A Minor Key Christmas Medley
Chilly Gonzalez; streaming at soundcloud.com.
He stirs, always. The self-styled Canadian-Berliner-French musical genius and piano virtuoso, workaholic Grammy-nominated producer, Guinness World Record holder and prankster rapper sends the The Little Drummer Boy, Jingle Bells and Silent Night to the minor leagues, but this is no demotion.
When Rock 'N' Roll Was Just a Baby
Texas is the Reason, from the forthcoming Do You Know Who You Are?: The Complete Collection (Revelation); streaming rollingstone.com.
Apparently, when rock 'n' roll was just a baby, it sounded like an emo-version of Rush. Recently reunited nineties band set to revisit and rerelease its only album next year, adding this rugged track – the last it ever wrote as a band – to the package.
Kate and Anna McGarrigle; streaming at music.cbc.ca.
"Some people say your sister will do." Obviously a poignant traditional song, and even more so when arranged as a haunting a cappella by sibling songbirds Anna and (the late) Kate McGarrigle. An unreleased live recording from 1963, likely at the 5th Dimension club or the Montreal Folk Workshop.

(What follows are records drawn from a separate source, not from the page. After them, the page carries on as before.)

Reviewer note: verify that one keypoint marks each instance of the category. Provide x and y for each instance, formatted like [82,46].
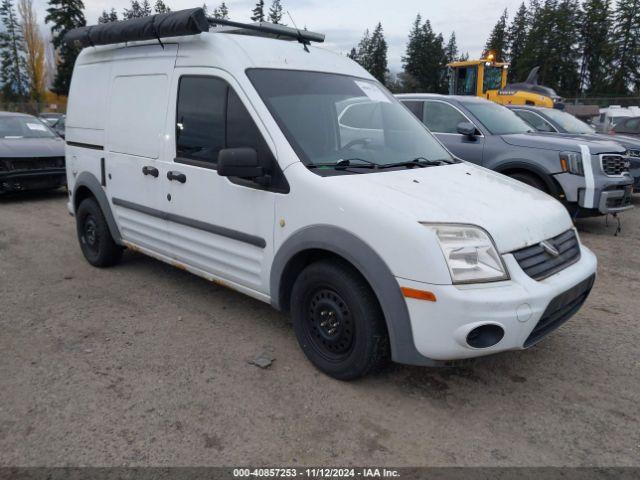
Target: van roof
[234,53]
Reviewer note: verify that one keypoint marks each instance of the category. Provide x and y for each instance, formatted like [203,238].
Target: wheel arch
[88,186]
[326,241]
[516,166]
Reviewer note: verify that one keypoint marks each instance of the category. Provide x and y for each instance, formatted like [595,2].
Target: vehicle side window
[536,121]
[211,117]
[243,132]
[440,117]
[415,107]
[200,123]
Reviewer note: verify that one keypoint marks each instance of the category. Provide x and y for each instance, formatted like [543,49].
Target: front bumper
[615,201]
[440,328]
[22,180]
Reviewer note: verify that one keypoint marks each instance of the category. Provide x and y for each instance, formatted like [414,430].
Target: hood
[31,147]
[560,143]
[515,214]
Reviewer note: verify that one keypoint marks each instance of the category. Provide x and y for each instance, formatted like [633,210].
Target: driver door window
[440,117]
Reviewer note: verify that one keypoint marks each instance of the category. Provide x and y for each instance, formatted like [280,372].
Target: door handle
[150,171]
[177,176]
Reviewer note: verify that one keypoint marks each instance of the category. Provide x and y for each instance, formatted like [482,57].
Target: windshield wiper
[416,162]
[345,163]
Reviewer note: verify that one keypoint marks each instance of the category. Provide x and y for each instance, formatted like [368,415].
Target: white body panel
[383,210]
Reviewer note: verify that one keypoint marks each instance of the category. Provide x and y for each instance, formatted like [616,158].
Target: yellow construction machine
[487,78]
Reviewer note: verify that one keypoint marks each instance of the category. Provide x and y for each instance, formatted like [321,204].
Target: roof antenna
[301,39]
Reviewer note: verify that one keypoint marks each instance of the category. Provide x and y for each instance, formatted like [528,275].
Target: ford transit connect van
[241,159]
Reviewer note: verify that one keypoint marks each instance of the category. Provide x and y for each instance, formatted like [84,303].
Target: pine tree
[595,46]
[626,38]
[258,12]
[161,7]
[451,50]
[516,38]
[497,42]
[378,54]
[275,12]
[425,60]
[565,48]
[14,78]
[64,15]
[221,12]
[134,11]
[111,16]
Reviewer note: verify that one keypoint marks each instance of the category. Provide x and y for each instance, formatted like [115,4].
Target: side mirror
[240,163]
[466,128]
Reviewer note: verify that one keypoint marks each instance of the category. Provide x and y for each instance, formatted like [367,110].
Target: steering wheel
[358,141]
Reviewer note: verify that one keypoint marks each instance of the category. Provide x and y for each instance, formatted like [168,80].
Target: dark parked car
[554,121]
[627,126]
[590,177]
[31,154]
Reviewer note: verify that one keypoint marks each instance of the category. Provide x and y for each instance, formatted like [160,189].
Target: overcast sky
[344,21]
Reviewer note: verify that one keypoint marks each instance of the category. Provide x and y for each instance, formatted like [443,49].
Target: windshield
[497,119]
[568,122]
[23,127]
[492,78]
[328,118]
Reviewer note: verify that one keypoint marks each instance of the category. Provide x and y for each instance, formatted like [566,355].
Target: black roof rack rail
[175,24]
[303,36]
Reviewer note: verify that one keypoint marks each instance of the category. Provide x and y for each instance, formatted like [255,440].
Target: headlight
[470,254]
[571,162]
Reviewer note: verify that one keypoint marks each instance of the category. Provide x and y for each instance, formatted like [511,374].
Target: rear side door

Zach Sobiech; streaming at youtube.com.
"If only I had a little bit more time." A 17-year-old singer with terminal cancer eyes the clouds and makes Jack Johnson-like music, with xylophone twinkles and an upbeat yellow-ribbon rhythm. The uplifting video is simple: just a standard recording studio scene. But the story is deeper – no time for sorrow or any fancy vignette.